Chapter 11: Structs

So far, we have built programs using individual variables: a String for an IP address, a u16 for a port, a bool to track if the connection is active.

But passing these isolated variables around your codebase is chaotic. If a function needs to connect to a server, do you pass it three separate variables (connect(ip, port, is_active))? What if a server has 10 properties? Do you pass 10 variables?

Worse, the compiler has no idea these variables belong together. To the compiler, they are just random, unrelated boxes floating in the warehouse.

We need a way to group related data into a single, cohesive entity.

📖 Definition

A Struct (short for structure) allows you to define a custom data type that groups multiple related values together under one name.

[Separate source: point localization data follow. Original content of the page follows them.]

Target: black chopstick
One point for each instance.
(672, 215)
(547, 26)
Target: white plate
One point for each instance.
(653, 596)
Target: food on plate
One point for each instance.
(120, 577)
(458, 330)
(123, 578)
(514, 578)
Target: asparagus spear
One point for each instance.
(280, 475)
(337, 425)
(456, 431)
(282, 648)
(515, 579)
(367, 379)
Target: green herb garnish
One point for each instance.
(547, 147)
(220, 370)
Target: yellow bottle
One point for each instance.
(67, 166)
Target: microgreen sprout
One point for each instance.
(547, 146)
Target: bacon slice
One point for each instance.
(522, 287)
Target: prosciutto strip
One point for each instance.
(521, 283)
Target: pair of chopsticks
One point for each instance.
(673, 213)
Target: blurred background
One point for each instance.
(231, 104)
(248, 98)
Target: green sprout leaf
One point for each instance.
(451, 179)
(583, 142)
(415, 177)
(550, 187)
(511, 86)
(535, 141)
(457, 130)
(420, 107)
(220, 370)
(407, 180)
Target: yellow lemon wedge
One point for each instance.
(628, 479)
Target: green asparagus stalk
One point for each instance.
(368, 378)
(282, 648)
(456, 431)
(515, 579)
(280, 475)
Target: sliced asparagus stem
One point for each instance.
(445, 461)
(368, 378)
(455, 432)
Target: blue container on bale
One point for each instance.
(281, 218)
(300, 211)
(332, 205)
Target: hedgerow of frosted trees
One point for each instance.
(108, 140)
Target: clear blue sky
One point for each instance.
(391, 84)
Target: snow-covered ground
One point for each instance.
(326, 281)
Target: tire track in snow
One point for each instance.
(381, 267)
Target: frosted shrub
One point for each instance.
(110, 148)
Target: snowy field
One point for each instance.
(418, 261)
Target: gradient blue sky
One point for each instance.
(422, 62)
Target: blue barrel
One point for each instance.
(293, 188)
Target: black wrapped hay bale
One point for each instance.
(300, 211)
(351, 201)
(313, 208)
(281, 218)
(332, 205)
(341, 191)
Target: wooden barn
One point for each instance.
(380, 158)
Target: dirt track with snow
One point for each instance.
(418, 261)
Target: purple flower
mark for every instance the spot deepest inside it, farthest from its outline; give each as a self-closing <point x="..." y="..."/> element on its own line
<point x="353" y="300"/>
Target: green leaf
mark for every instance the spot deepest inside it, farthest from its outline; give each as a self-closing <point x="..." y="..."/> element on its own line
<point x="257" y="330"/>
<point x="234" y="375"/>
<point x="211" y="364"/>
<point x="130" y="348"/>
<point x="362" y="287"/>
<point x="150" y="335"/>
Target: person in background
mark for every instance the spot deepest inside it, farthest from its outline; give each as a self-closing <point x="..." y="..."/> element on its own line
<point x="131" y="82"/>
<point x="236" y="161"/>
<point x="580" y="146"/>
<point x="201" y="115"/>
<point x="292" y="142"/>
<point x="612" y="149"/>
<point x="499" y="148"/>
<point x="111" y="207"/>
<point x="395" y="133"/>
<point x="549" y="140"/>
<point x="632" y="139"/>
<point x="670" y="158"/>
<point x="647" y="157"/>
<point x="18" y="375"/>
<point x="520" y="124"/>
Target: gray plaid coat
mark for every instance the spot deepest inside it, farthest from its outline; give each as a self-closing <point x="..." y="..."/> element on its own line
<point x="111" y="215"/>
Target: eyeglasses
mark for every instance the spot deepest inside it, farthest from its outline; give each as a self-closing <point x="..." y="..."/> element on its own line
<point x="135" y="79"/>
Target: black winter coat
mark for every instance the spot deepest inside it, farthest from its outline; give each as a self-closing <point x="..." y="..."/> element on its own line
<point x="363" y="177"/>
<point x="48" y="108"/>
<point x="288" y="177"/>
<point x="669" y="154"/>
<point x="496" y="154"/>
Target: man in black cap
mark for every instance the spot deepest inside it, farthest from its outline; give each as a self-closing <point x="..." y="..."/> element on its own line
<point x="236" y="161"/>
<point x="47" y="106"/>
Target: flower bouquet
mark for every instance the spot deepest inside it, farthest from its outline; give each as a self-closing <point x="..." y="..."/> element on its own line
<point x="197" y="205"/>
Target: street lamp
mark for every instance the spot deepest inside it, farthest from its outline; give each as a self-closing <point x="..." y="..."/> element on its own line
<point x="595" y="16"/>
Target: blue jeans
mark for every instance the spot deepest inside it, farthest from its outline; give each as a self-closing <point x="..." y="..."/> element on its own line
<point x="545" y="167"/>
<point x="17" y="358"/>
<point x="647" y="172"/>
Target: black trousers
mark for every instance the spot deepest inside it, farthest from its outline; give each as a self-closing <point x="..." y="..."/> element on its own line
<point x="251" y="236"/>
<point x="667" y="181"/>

The Specialized Shipping Crate

🧠 Mental Model

The Custom Blueprint Think of primitive types (u16, bool) as standard, loose items in a warehouse. A Struct is a blueprint for a highly specialized shipping crate. When you design a Struct, you explicitly define exact, labeled slots inside the crate. Once the crate is built, you can carry the entire crate around as a single object, rather than juggling a dozen loose items in your arms.

🌍 Real World Story

Imagine you are managing the warehouse. A worker walks up holding a loose engine, four tires, and a steering wheel. They keep dropping them.

You tell the worker: "Stop carrying loose parts. I am going to design a custom crate called a CarCrate. It has a slot labeled engine, a slot labeled tires, and a slot labeled steering_wheel. From now on, you will pack those items into the CarCrate, seal it, and move the crate as one single object."

How the Machine Sees It

When you define a Struct, you are literally teaching the compiler a brand new Data Type.

Become the CPU

Step 1: The Compiler reads your Struct definition. It calculates exactly how many bytes the crate will need by adding up the sizes of all the slots inside it. Step 2: When you create an instance of the Struct, the CPU allocates a single, contiguous block of memory large enough to hold the entire crate. Step 3: The CPU places the individual pieces of data into their designated offsets within that single block of memory. Step 4: You can now pass a single Pointer to this memory block, and the function will have access to all the pieces inside.

📦 Memory Explorer

Address: 0x1000 (Start of the Crate) Name: gateway_peer (Type: Peer)

Offset +0: 192.168.1.1 (ip_address) Offset +8: 53 (port) Offset +10: true (is_active)

Defining and Creating Structs

In Rust, you use the struct keyword to design the blueprint. You define the names of the slots (fields) and the exact data type that is allowed to go into that slot.

// 1. We design the Blueprint (This doesn't create any data yet!)
struct Peer {
    ip_address: String,
    port: u16,
    is_active: bool,
}

// 2. We build an actual crate based on the blueprint
let my_peer = Peer {
    ip_address: String::from("10.0.0.1"),
    port: 8080,
    is_active: true,
};

// 3. We use dot notation to peek inside the crate's slots
println!("Connecting to Port: {}", my_peer.port);

How We Use This in Reality

In the Kinetic project, Structs are the fundamental building blocks of our entire architecture. We never pass loose variables around.

🚀 Kinetic Example

When our DNS Resolver talks to another server on the network, it needs to track a lot of state. We group all of this state into a ResolverNode struct.

struct ResolverNode {
    address: String,
    total_queries_sent: u64,
    cache_hits: u64,
    is_blacklisted: bool,
}

fn print_node_health(node: &ResolverNode) {
    println!("Node {} has {} hits.", node.address, node.cache_hits);
}

Notice the function signature: fn print_node_health(node: &ResolverNode). We didn't pass 4 variables. We passed a single read-only Guest Pass (&) to the entire crate. The function can easily peek inside the crate using the . operator to read the cache hits.

The Golden Rule of Completion

Rust is obsessed with correctness. It will never let you build a half-empty crate.

Warning

When you create an instance of a Struct, you MUST provide a value for every single field defined in the blueprint.

If you design a crate with 4 slots and only put data into 3 of them, the compiler will violently refuse to compile your code. There is no such thing as an "uninitialized" field in a Rust struct.

Test Your Intuition

🏆 Challenge

Become the Compiler. Will this code compile?

struct DnsHeader {
    transaction_id: u16,
    is_response: bool,
}

fn main() {
    let header = DnsHeader {
        transaction_id: 4242,
    };
    
    println!("ID: {}", header.transaction_id);
}

(Hint: Look closely at the DnsHeader blueprint. It requires two slots! In main(), we only filled the transaction_id slot. We forgot to provide a value for is_response. The compiler will throw an error immediately: "missing field is_response in initializer".)

📌 Remember Forever

A Struct is a custom blueprint for a highly specialized shipping crate. It allows you to group related variables together into a single, cohesive Data Type that the compiler understands and strictly enforces.